Re: benchmark choices

Posted by Ted Dunning <td...@maprtech.com>.

I just read the malstone report.  They report times for a Java version that
is many (5x) times slower than for a streaming implementation.  That single
fact indicates that the Java code is so appallingly bad that this is a very
bad benchmark.

On Fri, Feb 18, 2011 at 2:27 PM, Jim Falgout <ji...@pervasive.com>wrote:

> We use MalStone and TeraSort. For Hive, you can use TPC-H, at least the
> data and the queries, if not the query generator. There is a Jira issue in
> Hive that discusses the TPC-H "benchmark" if you're interested. Sorry, I
> don't remember the issue number offhand.
>
> -----Original Message-----
> From: Shrinivas Joshi [mailto:jshrinivas@gmail.com]
> Sent: Friday, February 18, 2011 3:32 PM
> To: common-user@hadoop.apache.org
> Subject: benchmark choices
>
> Which workloads are used for serious benchmarking of Hadoop clusters? Do
> you care about any of the following workloads :
> TeraSort, GridMix v1, v2, or v3, MalStone, CloudBurst, MRBench, NNBench,
> sample apps shipped with Hadoop distro like PiEstimator, dbcount etc.
>
> Thanks,
> -Shrinivas
>
>

Re: benchmark choices

Posted by Shrinivas Joshi <js...@gmail.com>.

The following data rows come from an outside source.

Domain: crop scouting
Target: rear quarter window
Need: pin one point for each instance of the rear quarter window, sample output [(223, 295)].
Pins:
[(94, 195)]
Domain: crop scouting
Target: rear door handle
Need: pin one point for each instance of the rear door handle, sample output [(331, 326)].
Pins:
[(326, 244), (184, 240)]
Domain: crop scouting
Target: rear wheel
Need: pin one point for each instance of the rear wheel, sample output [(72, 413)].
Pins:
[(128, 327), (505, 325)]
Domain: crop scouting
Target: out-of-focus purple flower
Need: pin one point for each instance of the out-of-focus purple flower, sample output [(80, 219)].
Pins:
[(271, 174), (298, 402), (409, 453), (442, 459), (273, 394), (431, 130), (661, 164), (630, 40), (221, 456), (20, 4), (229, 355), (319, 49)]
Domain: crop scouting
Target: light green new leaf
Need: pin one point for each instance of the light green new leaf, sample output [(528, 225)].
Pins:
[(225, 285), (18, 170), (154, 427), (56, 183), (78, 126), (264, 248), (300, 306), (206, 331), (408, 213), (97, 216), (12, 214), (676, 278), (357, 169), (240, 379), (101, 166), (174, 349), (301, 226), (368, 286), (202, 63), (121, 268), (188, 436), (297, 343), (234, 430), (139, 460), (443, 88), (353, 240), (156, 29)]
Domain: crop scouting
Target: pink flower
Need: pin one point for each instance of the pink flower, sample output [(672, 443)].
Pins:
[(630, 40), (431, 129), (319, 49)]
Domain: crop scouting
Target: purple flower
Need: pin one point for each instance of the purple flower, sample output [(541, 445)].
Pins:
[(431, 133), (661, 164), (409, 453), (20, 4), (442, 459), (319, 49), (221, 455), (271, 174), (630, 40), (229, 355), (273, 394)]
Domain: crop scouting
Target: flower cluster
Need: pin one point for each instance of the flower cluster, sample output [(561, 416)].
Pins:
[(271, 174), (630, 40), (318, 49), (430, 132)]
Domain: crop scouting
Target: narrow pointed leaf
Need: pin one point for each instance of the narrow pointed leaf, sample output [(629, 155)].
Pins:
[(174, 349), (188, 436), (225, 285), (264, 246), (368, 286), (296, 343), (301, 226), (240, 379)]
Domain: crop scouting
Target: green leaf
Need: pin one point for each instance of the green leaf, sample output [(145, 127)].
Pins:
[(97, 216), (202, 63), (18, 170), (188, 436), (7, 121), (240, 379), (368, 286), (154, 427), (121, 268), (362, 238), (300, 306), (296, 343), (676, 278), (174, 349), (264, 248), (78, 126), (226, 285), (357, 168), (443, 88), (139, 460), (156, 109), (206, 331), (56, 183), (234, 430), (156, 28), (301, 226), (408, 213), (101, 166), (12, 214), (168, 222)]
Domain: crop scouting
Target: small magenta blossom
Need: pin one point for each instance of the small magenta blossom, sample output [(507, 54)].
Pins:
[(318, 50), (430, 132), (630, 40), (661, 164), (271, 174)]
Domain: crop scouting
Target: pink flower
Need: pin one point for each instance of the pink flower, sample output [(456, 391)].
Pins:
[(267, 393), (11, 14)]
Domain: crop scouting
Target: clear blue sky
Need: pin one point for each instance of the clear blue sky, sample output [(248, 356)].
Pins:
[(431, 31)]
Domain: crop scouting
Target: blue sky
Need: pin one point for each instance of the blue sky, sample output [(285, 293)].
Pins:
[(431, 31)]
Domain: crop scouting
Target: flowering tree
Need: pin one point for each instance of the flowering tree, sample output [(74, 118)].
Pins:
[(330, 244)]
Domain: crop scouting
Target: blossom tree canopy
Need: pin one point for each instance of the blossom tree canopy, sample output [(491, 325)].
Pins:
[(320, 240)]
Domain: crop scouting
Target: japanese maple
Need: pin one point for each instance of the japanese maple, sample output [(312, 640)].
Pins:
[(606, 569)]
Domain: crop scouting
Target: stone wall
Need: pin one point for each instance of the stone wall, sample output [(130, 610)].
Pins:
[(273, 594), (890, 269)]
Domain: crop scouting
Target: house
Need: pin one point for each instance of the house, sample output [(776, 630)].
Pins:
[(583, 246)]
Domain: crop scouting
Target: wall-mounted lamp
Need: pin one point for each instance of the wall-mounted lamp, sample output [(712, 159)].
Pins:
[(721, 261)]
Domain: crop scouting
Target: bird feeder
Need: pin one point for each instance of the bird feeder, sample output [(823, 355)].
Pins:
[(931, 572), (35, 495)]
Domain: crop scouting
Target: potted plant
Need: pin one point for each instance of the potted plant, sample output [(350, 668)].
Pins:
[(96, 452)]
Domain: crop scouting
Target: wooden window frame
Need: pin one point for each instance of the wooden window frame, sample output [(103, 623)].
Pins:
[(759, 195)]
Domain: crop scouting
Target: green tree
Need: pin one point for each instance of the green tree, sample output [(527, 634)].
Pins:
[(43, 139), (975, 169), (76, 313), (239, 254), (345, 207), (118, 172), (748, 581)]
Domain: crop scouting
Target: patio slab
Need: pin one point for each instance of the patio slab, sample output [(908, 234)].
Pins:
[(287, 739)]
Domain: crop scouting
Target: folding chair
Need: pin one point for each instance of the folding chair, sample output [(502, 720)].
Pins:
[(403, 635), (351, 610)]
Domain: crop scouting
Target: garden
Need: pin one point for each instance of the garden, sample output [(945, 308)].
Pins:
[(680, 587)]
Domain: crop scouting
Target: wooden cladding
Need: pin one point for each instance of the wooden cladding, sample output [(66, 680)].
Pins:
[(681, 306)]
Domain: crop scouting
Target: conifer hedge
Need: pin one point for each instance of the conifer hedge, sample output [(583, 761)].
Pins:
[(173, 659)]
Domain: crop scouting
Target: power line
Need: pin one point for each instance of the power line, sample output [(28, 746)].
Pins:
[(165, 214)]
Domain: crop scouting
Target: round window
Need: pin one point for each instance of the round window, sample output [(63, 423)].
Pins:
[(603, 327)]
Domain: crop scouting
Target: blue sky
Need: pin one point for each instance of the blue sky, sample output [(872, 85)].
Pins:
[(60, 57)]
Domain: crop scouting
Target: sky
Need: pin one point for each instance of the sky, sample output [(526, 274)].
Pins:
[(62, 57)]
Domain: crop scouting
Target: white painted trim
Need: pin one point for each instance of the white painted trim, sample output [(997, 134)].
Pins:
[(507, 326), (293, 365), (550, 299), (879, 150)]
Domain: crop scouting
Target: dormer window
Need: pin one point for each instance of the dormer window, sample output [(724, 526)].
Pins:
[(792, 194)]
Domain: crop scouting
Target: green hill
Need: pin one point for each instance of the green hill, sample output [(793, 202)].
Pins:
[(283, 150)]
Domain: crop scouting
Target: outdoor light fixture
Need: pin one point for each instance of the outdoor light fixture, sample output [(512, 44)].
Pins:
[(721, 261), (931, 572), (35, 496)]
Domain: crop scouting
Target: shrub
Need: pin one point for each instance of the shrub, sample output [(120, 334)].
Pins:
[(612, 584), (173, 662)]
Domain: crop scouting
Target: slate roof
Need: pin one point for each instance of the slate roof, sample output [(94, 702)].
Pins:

Thanks Jim. MRBench mentioned in this paper
http://dcslab.snu.ac.kr/~khjeon/papers/2008/icpads_mrbench.pdf looks like a
map/reduce port of TPC-H workload. BTW, MRBench mentioned in the above paper
and the one in mapred/src/test/mapred/org/apache/hadoop/mapred/MRBench.java
look different to me. Is that a fair statement?

-Shrinivas

On Fri, Feb 18, 2011 at 4:27 PM, Jim Falgout <ji...@pervasive.com>wrote:

> We use MalStone and TeraSort. For Hive, you can use TPC-H, at least the
> data and the queries, if not the query generator. There is a Jira issue in
> Hive that discusses the TPC-H "benchmark" if you're interested. Sorry, I
> don't remember the issue number offhand.
>
> -----Original Message-----
> From: Shrinivas Joshi [mailto:jshrinivas@gmail.com]
> Sent: Friday, February 18, 2011 3:32 PM
> To: common-user@hadoop.apache.org
> Subject: benchmark choices
>
> Which workloads are used for serious benchmarking of Hadoop clusters? Do
> you care about any of the following workloads :
> TeraSort, GridMix v1, v2, or v3, MalStone, CloudBurst, MRBench, NNBench,
> sample apps shipped with Hadoop distro like PiEstimator, dbcount etc.
>
> Thanks,
> -Shrinivas
>
>

RE: benchmark choices

Posted by Jim Falgout <ji...@pervasive.com>.

We use MalStone and TeraSort. For Hive, you can use TPC-H, at least the data and the queries, if not the query generator. There is a Jira issue in Hive that discusses the TPC-H "benchmark" if you're interested. Sorry, I don't remember the issue number offhand.

-----Original Message-----
From: Shrinivas Joshi [mailto:jshrinivas@gmail.com] 
Sent: Friday, February 18, 2011 3:32 PM
To: common-user@hadoop.apache.org
Subject: benchmark choices

Which workloads are used for serious benchmarking of Hadoop clusters? Do you care about any of the following workloads :
TeraSort, GridMix v1, v2, or v3, MalStone, CloudBurst, MRBench, NNBench, sample apps shipped with Hadoop distro like PiEstimator, dbcount etc.

Thanks,
-Shrinivas